Chapters 7, 8 and 11 of Hello World are the conceptual heart of programming. (We will skip Chapter 6 and 10, as they are about writing games. Chapter 9 on comments is important but very easy.)
Chapter 7 of Hello World brings us
to if
statements.
In case a genome has not been sequenced, the distance between two genes can still be estimated based on the frequency of crossovers that occur during meiosis. The image below shows that a crossover results in a recombination frequency of 50%.
The map distance (d) can be estimated based on the recombination frequency (RF) using the Haldane’s mapping equation:
d=-1/2 * ln(1-2*RF)
The recombination frequency is never negative, nor higher than 0.5.
Write a program that asks for a recombination frequency as input and gives the map distance as output. In case a frequency lower than zero or higher than 0.5 is entered, the program should tell the user that the recombination frequency must be between 0 en 0.5. The natural logarithm can be calculated using log() from the numpy library.
Chapter 8 of Hello World introduces simple loops.
The range()
function is very important.
The number of predators and prey in a region depend on each other. Let's make the following assumptions for a model describing these relationships: The prey population increases by 5% each day as the net result of birth and natural death. At the same time, the population is decreased by the presence of predators. The more predators there are, the more prey is being caught and the more prey there is, the easier it is for predators to catch the prey. Specifically, the prey population is reduced by 0.0002*number of predators*number of prey, which are present at the start of the day.
The predator population decreases by 10% per day. In addition, the presence of prey has a positive influence on the number of predators. This depends on how much prey is being caught and this is again dependent on the number of predators as well as the number of prey. The increase amounts to 0.0001*number of predators*number of prey each day. The numbers are again those at the start of the day.
You may wish to try some warmup problems before the following.
Evaluate how much predator and prey there will be after 200 days if there are 1000 prey and 100 predators present in the beginning. You don’t need to round the numbers.
If you evaluate different numbers of days, you will find that the populations fluctuate over time. In this example, the predator and prey populations change according to the Lotka-Volterra equation, except for that that equation describes the changes per infinitely small time step, instead of per day. The equation is further discussed in the dynamical systems part.

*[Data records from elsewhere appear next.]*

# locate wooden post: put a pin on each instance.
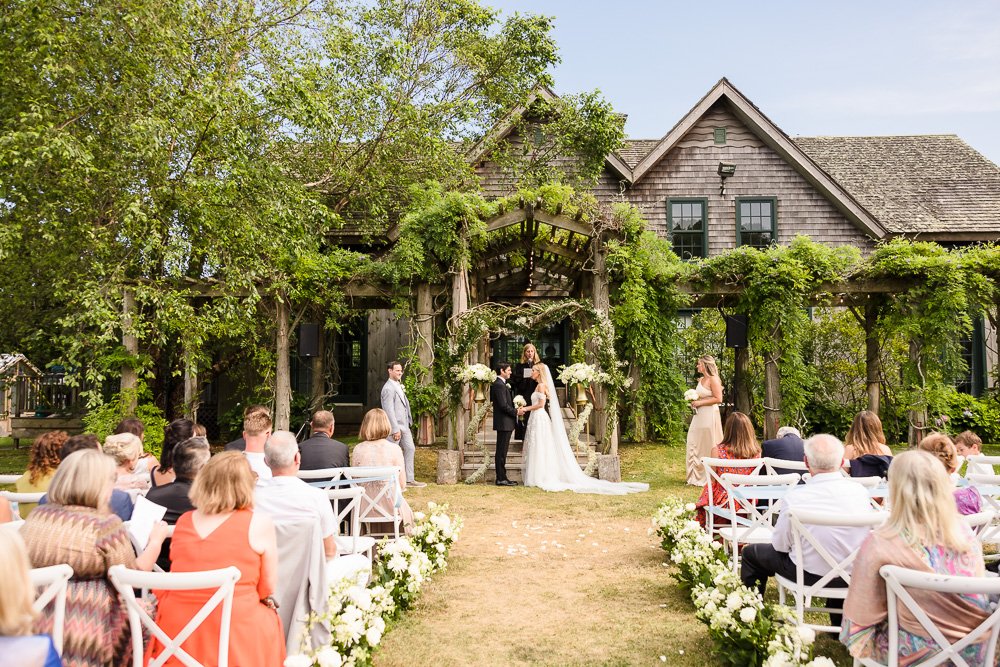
(425, 352)
(283, 371)
(873, 368)
(772, 387)
(130, 378)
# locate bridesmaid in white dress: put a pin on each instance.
(705, 431)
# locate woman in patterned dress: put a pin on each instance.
(738, 442)
(77, 527)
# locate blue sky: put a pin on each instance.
(838, 67)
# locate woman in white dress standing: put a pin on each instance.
(549, 462)
(705, 431)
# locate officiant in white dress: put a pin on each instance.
(549, 462)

From Chapter 11 of Hello World, covers general loops. You may also find this video lecture on general loops useful.
Now we have if branches and while loops at our disposal, and we can put loops within branches within loops, to as many levels as we want. With this ability, plus the resources to read and write files as much as we want, we have a minimal but complete programming language, said to be Turing complete, or equivalent to a a Turing machine.

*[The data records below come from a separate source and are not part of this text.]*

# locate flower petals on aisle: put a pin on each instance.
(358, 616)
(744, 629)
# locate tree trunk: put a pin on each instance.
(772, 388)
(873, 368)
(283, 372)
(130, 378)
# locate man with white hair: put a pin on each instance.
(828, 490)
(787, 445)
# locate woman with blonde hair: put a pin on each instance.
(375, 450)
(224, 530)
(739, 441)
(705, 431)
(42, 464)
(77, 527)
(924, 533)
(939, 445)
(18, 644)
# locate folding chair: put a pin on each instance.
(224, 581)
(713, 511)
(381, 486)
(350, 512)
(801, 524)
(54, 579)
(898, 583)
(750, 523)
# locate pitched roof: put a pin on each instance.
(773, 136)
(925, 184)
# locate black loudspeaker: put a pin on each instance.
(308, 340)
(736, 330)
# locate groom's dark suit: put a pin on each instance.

You may try more warmup problems before continuing below.
There is no getting away from Alan Turing in abstract discussions about computers. In 1950, Turing wrote a philosophical article on Computing Machinery and Intelligence. In it, Turing proposes what he calls an `imitation game' (now called the Turing test). A human `interrogator' is talking by teletype to two `witnesses', one human and one a computer. The interrogator's job is to figure out which is which. The human witness's job is to help the interrogator, the computer's job is to confuse the interrogator (that is, pretend to be the human). Turing proposes the ability, if achieved, to fool most human interrogators as an operational definition of intelligence.
The whole article is entertaining. Most of it consists of Turing considering and wittily rebutting nine different objections to his proposal. The last of these is that humans are allegedly capable of extra-sensory perception, but computers are not. Turing's discussion includes the following passage.
Let us play the imitation game, using as witnesses a man who is good as a telepathic receiver, and a digital computer. The interrogator can ask such questions as `What suit does the card in my right hand belong to?' The man by telepathy or clairvoyance gives the right answer 130 times out of 400 cards. The machine can only guess at random, and perhaps get 104 right, so the interrogator makes the right identification.
Getting the card suit right 130 times in 400 trials does not sound
so impressive. How often would random guessing do at least that
well?
Generate the following console output:
Random guessing yields at least 130 correct suits out of 400 trials in ...% of the cases.
If you wish, you can browse ahead at this point to Chapter 23 of Hello World, which is on random numbers. But it is not essential, as the simple function we saw in the number-guessing example in the first chapter is also adequate.
File input/output is covered in detail in Chapter 22 of Hello World, but the essentials are in this short example containing a while-loop
inp = open('original.txt') out = open('copy.txt','w') while True: s = inp.readline() if not s: break out.write(s) inp.close() out.close()
Files like .txt
and .csv
can directly be
opened in this way. For more specialized file formats special
functions are required to read and write them. Many such functions
are available in different libraries. The urllib.urlopen
function from Chapter 5 is just one example.
Write a program that can read a FASTA text file and output just the lines containing the sequence.